Staunton, April 19 – Throughout history, Russians have been often been enthusiastic about government programs proclaiming “the ingathering of Russian lands,” only to discover that such efforts inevitably involve increasing repression against themselves and are in fact “a holy war” by the government against them in the name of strengthening itsel, Oleg Noskov says.
In an essay posted online yesterday, the Russian commentator describes the actions of the Muscovite tsars against Novgorod and other independent principalities in order to show the way in which the Russian state has always presented these events and the way in which the Russian people have accepted that version (rufabula.com/articles/2014/04/18/holy-war-with-his-people).
And his depiction of how the rulers defined the process of the ingathering of the Russian lands half a millennium ago, of what they were really about, and of how the Russian people still perceive them goes a long way to explain Moscow’s current campaign, its ultimately anti-Russian basis, and the willingness of Russians to accept the Kremlin’s version of events.
Supporters of Russian autocracy have justified any action, no matter how many victims foreign or domestic it might entail, Noskov says, as something required to defend the state from “numerous foreign enemies” and as the recovery of what was rightfully Russia’s rather than its expansion into areas that were not.
Such arguments, he continues, not only inform the views of ordinary Russians because they represent the core of the teaching of Russian history textbooks but also have continued to operate by inertia if nothing else as the basis of the modus operandi of the Russian state in its multifarious forms.
At the end of the 15th century, he argues, Muscovy moved against Novgorod not because the latter was interested in launching a military campaign against it but rather on the basis of an argument that the Novgorodians were invoved in “’betrayal’” of Russia because they supposedly were trying to place themselves under the protection of “alien Catholic rule.”
Thus, according to the official Russian accounts, Muscovy was doing no more than defending itself by recovering that which was in fact its own from the expansion of foreign influence, an argument, Noskov implies, which has lost none of its power in the intervening centuries and informs the Kremlin’s approach to Ukraine now.
But behind such words, he says, what the Muscovite rulers were about was the extension of their own power and property, not the welfare of the Russian people, as some like to claim. The Russian state was not created “in the interests of the Russian people but exclusively in those of the AUTOCRATS THEMSELVES AND THOSE CLOSE TO THEM.”
Noskov suggests that this has been the pattern of many states going back to ancient times – he provides several examples – but he says that the autocratic behavior of the Russian state is different in two important respects: Many are inclined to blame the Mongol yoke for this rather than to see it as self-generated.

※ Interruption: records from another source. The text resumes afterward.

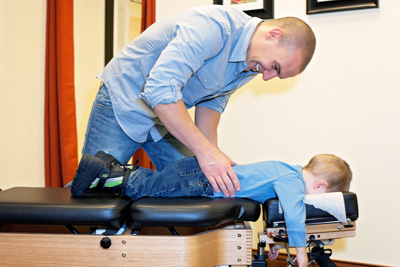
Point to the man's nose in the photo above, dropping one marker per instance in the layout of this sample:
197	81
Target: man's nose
268	75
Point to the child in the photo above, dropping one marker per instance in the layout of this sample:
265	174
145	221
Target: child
260	181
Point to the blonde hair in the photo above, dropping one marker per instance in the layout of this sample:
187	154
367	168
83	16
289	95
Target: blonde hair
334	170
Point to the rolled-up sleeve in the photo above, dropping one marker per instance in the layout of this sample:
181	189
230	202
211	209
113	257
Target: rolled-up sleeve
218	103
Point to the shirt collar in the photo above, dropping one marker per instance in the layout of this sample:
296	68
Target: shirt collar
238	53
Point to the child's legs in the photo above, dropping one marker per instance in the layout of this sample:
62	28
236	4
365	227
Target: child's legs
181	179
104	133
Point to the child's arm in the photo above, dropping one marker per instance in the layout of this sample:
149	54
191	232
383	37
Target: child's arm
301	257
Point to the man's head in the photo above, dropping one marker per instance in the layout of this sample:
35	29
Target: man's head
327	173
280	48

And, in contrast to most other countries, the Russian state has continued to impose this vision on the population rather than to allow any dissent from it, dissent that could allow the Russian people to see that the power of the Russian state is in the first instance directed against them.
Thus, Noskov says, the actions of the Russian rulers are not so difficult to understand,, but what is more difficult and troubling is “the interpretation of such facts,” the continuing willingness of the Russian people to accept the official version of the past and thus to allow the past to be repeated again and again.
Part of the reason, of course, is that “power-central patriots” have inevitably argued that “’truth’ must always be on the side” of the state and thus its version of events must be accepted even if superficial examination of the facts suggests that the story it is putting out is both self-interested and false.
Thus, for example, official history has always suggested that Moscow is fulfilling “’the Orthodox mission,’” but the central authorities have not been reluctant to ally themselves with non-Christians from Aleksandr Nevsky’s time forward in order to promote their own personal power and property.
Nor did those who sought to be “absolute despots” restrain themselves by allowing their subjects “the right to economic independence.” Instead, these despots had to “deprive” the latter of their property or make it conditional on the will of the autocrat who could take it away at any time.
Consequently, behind the slogan of “the ingathering of Russian lands” from the very beginning has been the interest of the autocratic state in strengthening itself against the Russian people in whose name Moscow has continued to proclaim it is acting.